Explanation Shift: How Did the Distribution Shift Impact the Model?
This addresses the challenge of maintaining model reliability in dynamic environments for practitioners, though it is incremental as it builds on existing distribution shift detection methods.
The paper tackles the problem of machine learning model performance deterioration due to input data distribution shifts by proposing a novel approach that models how explanation characteristics shift, finding it to be a better indicator for detecting out-of-distribution behavior than state-of-the-art techniques, with analysis on synthetic and real-world datasets.

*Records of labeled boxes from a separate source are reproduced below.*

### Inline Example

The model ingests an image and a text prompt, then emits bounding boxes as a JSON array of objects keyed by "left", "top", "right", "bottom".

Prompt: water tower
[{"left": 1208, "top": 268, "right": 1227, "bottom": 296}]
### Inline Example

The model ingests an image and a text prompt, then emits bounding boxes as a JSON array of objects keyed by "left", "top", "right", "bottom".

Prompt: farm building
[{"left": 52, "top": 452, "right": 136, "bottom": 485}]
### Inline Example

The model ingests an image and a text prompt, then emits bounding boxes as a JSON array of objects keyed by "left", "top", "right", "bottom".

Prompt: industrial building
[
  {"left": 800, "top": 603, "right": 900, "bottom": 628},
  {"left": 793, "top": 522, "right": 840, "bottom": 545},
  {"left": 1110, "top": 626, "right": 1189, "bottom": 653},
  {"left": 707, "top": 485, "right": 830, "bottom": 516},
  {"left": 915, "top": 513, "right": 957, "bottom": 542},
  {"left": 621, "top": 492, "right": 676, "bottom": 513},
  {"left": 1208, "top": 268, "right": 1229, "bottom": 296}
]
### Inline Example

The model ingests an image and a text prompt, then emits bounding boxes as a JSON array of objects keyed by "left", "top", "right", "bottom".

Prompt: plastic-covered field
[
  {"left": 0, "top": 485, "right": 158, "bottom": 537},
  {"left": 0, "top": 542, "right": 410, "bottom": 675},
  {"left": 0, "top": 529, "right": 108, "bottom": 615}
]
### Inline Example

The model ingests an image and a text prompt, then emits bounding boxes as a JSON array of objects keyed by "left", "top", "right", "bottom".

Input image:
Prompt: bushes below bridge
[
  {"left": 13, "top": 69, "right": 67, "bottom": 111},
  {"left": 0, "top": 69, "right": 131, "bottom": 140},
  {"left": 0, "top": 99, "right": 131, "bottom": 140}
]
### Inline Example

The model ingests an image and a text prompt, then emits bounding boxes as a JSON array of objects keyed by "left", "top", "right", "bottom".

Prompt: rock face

As input data distributions evolve, the predictive performance of machine learning models tends to deteriorate. In practice, new input data tend to come without target labels. Then, state-of-the-art techniques model input data distributions or model prediction distributions and try to understand issues regarding the interactions between learned models and shifting distributions. We suggest a novel approach that models how explanation characteristics shift when affected by distribution shifts. We find that the modeling of explanation shifts can be a better indicator for detecting out-of-distribution model behaviour than state-of-the-art techniques. We analyze different types of distribution shifts using synthetic examples and real-world data sets. We provide an algorithmic method that allows us to inspect the interaction between data set features and learned models and compare them to the state-of-the-art. We release our methods in an open-source Python package, as well as the code used to reproduce our experiments.